依存型、受け身型、横並び重視型のスタイルを返上して、周囲がどうあろうが、自らの世界観や時代感覚に基づいて、積極的に行動する「出る杭」型企業や個人を増やしていかないと、この国の将来はない。
戦後に創業された世界的企業の代表格であるホンダでは創業者の本田宗一郎が「能ある鷹は爪を出せ!」「通産省(現・経済産業省)に言われたことと全部反対のことをやってきた。だから、ホンダの今日がある」という言葉を残した。

これらの言葉が生まれるのは、日本社会に根強く「出る杭は打たれる」という体質があるからだ。お上や上司には逆らわず、場の空気を読んで、発言も態度もできるだけ場を乱さず周囲の雰囲気に合わせるのがいい、とされてきた。何事もでしゃばらず、謙虚に、自分をアピールするよりも周囲に気を遣い、まずは相手を立てる。これは日本人が長い歴史の中で培ってきた美徳の一つでもある。だから、人の意見に逆らい、場の空気を乱し、出しゃばる人は嫌われる。
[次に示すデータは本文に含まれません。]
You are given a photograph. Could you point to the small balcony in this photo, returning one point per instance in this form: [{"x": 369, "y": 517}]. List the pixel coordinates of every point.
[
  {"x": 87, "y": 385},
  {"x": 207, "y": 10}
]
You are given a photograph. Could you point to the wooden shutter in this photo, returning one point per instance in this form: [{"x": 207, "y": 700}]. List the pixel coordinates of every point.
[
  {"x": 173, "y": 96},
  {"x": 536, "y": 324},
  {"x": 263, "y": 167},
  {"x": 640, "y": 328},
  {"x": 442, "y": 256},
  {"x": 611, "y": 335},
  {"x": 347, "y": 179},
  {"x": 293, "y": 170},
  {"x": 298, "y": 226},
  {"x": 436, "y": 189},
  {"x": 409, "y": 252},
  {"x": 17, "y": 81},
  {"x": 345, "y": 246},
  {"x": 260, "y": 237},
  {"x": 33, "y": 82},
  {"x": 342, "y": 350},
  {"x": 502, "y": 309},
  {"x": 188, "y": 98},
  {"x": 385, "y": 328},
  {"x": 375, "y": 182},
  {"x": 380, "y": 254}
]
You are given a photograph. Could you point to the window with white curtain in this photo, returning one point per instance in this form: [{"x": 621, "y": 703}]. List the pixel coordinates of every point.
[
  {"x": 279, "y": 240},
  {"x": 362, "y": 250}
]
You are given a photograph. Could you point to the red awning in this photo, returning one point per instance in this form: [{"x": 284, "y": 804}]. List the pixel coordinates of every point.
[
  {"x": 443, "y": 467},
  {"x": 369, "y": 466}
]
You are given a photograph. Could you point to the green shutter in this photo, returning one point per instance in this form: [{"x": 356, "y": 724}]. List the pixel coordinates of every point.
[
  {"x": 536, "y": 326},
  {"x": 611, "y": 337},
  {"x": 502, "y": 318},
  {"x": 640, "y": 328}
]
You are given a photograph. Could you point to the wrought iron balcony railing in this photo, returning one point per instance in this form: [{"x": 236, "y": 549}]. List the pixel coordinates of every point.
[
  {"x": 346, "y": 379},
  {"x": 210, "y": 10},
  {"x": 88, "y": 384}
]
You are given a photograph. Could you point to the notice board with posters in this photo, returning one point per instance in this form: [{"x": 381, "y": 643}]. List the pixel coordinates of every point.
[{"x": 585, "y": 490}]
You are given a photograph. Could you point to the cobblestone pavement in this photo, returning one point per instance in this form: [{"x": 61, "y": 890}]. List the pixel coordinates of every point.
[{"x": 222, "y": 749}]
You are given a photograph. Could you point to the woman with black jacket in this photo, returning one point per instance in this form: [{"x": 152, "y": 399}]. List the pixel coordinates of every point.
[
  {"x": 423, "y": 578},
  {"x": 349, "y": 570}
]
しかし、昔のソニーやホンダは、むしろ積極的に場の空気を乱すような生意気な人、「出る杭」を好んで求めていた。それは何故かといえば、会社の成長を支えるイノベーションというものは、大抵そういう人から生まれるからだ。あるいは、会社の危機というものも、大概そういう人によって救われる。
これは、世の中全般にとっても同じことだ。これからの何年かは、ITやIOT等の劇的な進化と人口減少もあいまって、想像絶する大変革が待っている。

誰もが知っているような有名企業もバタバタと倒産するかもしれない。今までの価値観がガラガラと音を立てて崩れていく。しかも、その変化のスピードが早い。これからの時代、空気を読んで、出しゃばらず、目立たないという何の特徴もないような企業は早晩、競争社会から退場を勧告される運命にある。この大変化をワクワクドキドキして迎える人は、「出る杭」の人。変化の時代は、出る杭でなければ生き残れない。